You’ll have to read The Secret History to learn my answer to this question. But meanwhile, I’ll lay out the predominant allegation of CIA involvement.

At the time, the CIA was heavily involved with supplying weapons to the Contra insurgents fighting against the government of Nicaragua. The theory is that Camarena – perhaps inadvertently – stumbled upon threads of this involvement, including the notion that the CIA had infiltrated the DEA. At the same time, his undercover work had disrupted the smuggling activities of the powerful Guadalajara Cartel. Therefore, it was to the advantage of both the CIA, which had many contacts with Mexican smugglers, and the Cartel to find out what he knew and what he intended to do. (And remember that the CIA had been heavily involved with Mexican law enforcement and security since at least the 1960s.)

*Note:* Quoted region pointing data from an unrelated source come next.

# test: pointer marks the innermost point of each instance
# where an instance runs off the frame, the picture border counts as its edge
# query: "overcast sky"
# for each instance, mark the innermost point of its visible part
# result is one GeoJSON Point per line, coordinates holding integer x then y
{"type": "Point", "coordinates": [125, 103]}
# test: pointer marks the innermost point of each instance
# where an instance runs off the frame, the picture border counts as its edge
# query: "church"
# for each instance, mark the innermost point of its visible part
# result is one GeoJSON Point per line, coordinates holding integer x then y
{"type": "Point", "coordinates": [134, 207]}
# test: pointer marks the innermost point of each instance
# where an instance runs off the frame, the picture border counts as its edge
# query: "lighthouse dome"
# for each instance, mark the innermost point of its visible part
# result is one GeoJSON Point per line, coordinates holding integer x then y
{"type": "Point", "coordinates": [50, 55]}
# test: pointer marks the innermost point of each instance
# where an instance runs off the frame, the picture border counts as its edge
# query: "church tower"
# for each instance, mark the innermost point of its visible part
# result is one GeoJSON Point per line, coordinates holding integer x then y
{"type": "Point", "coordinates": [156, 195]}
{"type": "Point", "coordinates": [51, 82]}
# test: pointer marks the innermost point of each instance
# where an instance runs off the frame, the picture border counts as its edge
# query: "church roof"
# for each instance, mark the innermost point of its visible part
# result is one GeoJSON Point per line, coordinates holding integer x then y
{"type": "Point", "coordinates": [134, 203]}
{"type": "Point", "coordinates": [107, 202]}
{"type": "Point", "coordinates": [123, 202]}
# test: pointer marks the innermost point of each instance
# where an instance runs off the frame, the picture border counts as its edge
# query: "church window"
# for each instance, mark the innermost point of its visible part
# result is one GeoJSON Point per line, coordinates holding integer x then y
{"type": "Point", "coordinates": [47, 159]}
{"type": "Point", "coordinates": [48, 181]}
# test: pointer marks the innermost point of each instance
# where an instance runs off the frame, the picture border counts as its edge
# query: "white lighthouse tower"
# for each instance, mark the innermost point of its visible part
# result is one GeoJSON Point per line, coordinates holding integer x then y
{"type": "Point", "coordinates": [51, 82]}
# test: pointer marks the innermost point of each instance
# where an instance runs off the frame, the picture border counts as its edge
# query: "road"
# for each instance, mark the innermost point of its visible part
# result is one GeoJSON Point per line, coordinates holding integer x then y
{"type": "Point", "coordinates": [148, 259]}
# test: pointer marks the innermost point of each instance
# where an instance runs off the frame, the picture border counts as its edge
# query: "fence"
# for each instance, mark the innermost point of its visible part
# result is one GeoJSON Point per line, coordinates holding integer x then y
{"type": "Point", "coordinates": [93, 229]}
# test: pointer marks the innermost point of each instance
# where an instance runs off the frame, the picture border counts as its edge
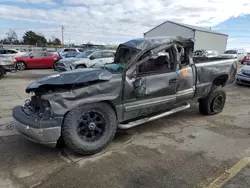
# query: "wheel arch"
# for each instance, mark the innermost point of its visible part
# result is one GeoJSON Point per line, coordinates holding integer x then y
{"type": "Point", "coordinates": [220, 80]}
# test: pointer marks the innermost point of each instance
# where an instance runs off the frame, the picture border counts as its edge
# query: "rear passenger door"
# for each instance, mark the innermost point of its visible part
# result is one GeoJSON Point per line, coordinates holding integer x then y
{"type": "Point", "coordinates": [153, 88]}
{"type": "Point", "coordinates": [187, 76]}
{"type": "Point", "coordinates": [36, 60]}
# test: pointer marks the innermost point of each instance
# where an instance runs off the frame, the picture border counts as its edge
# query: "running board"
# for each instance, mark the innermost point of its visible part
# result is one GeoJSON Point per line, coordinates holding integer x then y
{"type": "Point", "coordinates": [144, 120]}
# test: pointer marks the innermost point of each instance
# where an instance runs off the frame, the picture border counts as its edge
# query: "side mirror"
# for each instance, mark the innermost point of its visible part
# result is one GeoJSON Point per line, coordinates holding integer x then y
{"type": "Point", "coordinates": [138, 83]}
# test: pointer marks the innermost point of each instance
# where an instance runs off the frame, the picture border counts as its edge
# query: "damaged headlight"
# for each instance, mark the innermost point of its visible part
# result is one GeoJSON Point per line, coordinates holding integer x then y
{"type": "Point", "coordinates": [38, 107]}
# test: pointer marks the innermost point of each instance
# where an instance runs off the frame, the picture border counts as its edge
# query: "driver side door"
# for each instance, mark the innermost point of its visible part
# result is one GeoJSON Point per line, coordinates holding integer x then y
{"type": "Point", "coordinates": [35, 60]}
{"type": "Point", "coordinates": [152, 89]}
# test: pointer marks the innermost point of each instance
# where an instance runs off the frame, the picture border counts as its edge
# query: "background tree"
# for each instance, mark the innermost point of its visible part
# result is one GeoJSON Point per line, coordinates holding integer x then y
{"type": "Point", "coordinates": [31, 38]}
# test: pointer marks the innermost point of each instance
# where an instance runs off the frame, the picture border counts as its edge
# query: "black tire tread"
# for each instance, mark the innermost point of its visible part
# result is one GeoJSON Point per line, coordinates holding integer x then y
{"type": "Point", "coordinates": [69, 141]}
{"type": "Point", "coordinates": [1, 72]}
{"type": "Point", "coordinates": [204, 103]}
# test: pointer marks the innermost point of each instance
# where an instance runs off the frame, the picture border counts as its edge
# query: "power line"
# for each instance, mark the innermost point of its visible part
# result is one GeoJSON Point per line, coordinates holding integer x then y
{"type": "Point", "coordinates": [62, 35]}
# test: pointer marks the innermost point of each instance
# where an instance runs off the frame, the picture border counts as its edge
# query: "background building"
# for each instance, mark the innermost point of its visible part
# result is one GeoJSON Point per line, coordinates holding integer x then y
{"type": "Point", "coordinates": [204, 38]}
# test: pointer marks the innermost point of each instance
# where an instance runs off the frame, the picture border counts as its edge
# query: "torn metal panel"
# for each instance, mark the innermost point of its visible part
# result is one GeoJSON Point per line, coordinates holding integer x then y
{"type": "Point", "coordinates": [75, 77]}
{"type": "Point", "coordinates": [62, 102]}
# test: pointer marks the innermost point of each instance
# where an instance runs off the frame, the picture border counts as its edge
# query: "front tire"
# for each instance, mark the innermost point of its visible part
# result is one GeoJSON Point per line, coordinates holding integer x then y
{"type": "Point", "coordinates": [89, 128]}
{"type": "Point", "coordinates": [214, 102]}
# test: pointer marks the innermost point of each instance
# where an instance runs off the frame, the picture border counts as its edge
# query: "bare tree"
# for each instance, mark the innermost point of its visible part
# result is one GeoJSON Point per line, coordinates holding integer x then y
{"type": "Point", "coordinates": [11, 36]}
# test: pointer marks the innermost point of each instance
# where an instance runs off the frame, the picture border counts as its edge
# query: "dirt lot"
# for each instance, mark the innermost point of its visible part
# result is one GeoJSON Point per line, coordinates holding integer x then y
{"type": "Point", "coordinates": [183, 150]}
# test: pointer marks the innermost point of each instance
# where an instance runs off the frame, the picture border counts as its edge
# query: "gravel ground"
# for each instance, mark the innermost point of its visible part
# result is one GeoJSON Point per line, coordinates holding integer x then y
{"type": "Point", "coordinates": [182, 150]}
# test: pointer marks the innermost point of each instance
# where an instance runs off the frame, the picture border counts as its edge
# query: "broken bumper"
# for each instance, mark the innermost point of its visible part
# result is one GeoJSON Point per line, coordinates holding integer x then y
{"type": "Point", "coordinates": [45, 132]}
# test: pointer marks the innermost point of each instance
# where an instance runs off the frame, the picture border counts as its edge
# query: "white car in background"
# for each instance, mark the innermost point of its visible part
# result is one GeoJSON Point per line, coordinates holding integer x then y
{"type": "Point", "coordinates": [205, 53]}
{"type": "Point", "coordinates": [235, 53]}
{"type": "Point", "coordinates": [10, 53]}
{"type": "Point", "coordinates": [95, 59]}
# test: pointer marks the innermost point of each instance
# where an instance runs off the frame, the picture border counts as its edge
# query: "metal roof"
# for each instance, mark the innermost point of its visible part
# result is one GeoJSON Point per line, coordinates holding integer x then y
{"type": "Point", "coordinates": [147, 43]}
{"type": "Point", "coordinates": [195, 28]}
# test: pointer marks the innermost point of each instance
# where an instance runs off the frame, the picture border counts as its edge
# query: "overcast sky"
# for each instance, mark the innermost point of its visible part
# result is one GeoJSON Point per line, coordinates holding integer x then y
{"type": "Point", "coordinates": [115, 21]}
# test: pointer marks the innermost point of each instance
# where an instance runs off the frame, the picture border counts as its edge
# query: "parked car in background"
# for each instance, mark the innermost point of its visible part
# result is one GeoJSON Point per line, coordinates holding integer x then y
{"type": "Point", "coordinates": [243, 75]}
{"type": "Point", "coordinates": [6, 65]}
{"type": "Point", "coordinates": [95, 59]}
{"type": "Point", "coordinates": [64, 64]}
{"type": "Point", "coordinates": [239, 54]}
{"type": "Point", "coordinates": [246, 59]}
{"type": "Point", "coordinates": [205, 53]}
{"type": "Point", "coordinates": [10, 52]}
{"type": "Point", "coordinates": [36, 60]}
{"type": "Point", "coordinates": [90, 58]}
{"type": "Point", "coordinates": [85, 107]}
{"type": "Point", "coordinates": [69, 54]}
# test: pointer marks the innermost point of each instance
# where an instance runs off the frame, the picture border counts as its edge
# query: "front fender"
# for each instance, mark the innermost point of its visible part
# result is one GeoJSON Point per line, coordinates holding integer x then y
{"type": "Point", "coordinates": [62, 102]}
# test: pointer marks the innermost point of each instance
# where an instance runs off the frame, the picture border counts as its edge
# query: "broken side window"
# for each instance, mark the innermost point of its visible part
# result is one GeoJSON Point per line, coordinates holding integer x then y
{"type": "Point", "coordinates": [160, 62]}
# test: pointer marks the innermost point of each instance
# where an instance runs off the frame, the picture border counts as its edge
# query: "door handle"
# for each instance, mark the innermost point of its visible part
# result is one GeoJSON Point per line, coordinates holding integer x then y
{"type": "Point", "coordinates": [172, 81]}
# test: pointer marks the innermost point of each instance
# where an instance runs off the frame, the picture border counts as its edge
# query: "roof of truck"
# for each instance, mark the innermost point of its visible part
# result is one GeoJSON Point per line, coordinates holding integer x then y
{"type": "Point", "coordinates": [147, 43]}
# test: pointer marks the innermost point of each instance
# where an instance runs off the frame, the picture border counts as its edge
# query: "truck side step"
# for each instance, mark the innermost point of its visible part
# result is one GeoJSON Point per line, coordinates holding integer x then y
{"type": "Point", "coordinates": [147, 119]}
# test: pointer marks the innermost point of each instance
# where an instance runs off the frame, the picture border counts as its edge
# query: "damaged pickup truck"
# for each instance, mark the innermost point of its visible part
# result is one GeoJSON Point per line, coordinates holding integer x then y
{"type": "Point", "coordinates": [149, 79]}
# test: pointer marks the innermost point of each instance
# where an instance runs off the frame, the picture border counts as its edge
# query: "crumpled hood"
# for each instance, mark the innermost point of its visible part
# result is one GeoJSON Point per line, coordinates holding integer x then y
{"type": "Point", "coordinates": [77, 76]}
{"type": "Point", "coordinates": [245, 69]}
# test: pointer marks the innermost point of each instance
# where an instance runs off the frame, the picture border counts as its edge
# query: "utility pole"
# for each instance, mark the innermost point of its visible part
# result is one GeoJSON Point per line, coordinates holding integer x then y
{"type": "Point", "coordinates": [62, 35]}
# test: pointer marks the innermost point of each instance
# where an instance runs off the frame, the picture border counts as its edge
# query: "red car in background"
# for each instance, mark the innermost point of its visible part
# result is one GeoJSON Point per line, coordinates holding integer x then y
{"type": "Point", "coordinates": [36, 60]}
{"type": "Point", "coordinates": [246, 59]}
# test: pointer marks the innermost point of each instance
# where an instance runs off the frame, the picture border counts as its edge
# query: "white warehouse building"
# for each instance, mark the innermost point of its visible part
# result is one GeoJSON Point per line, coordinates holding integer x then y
{"type": "Point", "coordinates": [204, 38]}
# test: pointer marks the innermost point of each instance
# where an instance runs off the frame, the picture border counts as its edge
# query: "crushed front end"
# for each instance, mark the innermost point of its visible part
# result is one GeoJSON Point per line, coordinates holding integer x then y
{"type": "Point", "coordinates": [36, 121]}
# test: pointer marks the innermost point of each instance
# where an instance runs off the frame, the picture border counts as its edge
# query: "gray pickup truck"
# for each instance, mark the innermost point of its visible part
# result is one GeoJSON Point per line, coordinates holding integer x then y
{"type": "Point", "coordinates": [149, 79]}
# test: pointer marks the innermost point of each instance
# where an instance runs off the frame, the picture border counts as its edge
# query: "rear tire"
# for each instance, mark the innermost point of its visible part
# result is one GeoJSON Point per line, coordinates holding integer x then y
{"type": "Point", "coordinates": [214, 102]}
{"type": "Point", "coordinates": [2, 72]}
{"type": "Point", "coordinates": [89, 128]}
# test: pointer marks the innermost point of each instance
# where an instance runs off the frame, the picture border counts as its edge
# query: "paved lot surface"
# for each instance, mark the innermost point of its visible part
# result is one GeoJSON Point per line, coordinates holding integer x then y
{"type": "Point", "coordinates": [183, 150]}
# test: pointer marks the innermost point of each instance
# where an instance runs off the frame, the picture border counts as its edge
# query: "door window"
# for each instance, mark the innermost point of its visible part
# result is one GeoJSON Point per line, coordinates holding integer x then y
{"type": "Point", "coordinates": [107, 54]}
{"type": "Point", "coordinates": [2, 51]}
{"type": "Point", "coordinates": [38, 54]}
{"type": "Point", "coordinates": [159, 63]}
{"type": "Point", "coordinates": [49, 54]}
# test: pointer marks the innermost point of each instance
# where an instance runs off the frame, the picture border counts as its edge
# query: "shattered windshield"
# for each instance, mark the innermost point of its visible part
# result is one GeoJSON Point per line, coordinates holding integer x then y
{"type": "Point", "coordinates": [230, 52]}
{"type": "Point", "coordinates": [114, 68]}
{"type": "Point", "coordinates": [84, 54]}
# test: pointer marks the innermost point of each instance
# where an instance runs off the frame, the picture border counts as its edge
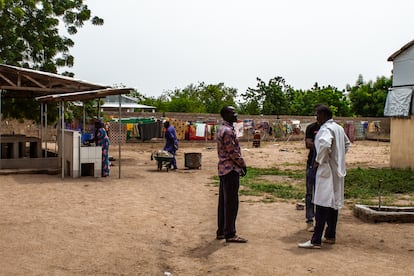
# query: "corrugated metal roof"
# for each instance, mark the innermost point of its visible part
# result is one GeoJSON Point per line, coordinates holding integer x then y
{"type": "Point", "coordinates": [83, 95]}
{"type": "Point", "coordinates": [403, 49]}
{"type": "Point", "coordinates": [27, 83]}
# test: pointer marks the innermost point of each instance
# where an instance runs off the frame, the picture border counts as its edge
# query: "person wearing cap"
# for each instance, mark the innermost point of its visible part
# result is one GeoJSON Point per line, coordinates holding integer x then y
{"type": "Point", "coordinates": [101, 139]}
{"type": "Point", "coordinates": [331, 145]}
{"type": "Point", "coordinates": [231, 166]}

A number of former DEA agents, Mexican law enforcement officers, journalists and historians have bought into this theory, publishing accounts and investigative reports, much of the work coming out ten to twenty years ago. (Interestingly, many of the investigative reports also bring in the assassination of Mexican journalist Manuel Buendia, alleging that he had discovered the CIA’s involvement in trafficking drugs into the United States about the same time.)

The CIA, of course, has denied all of this.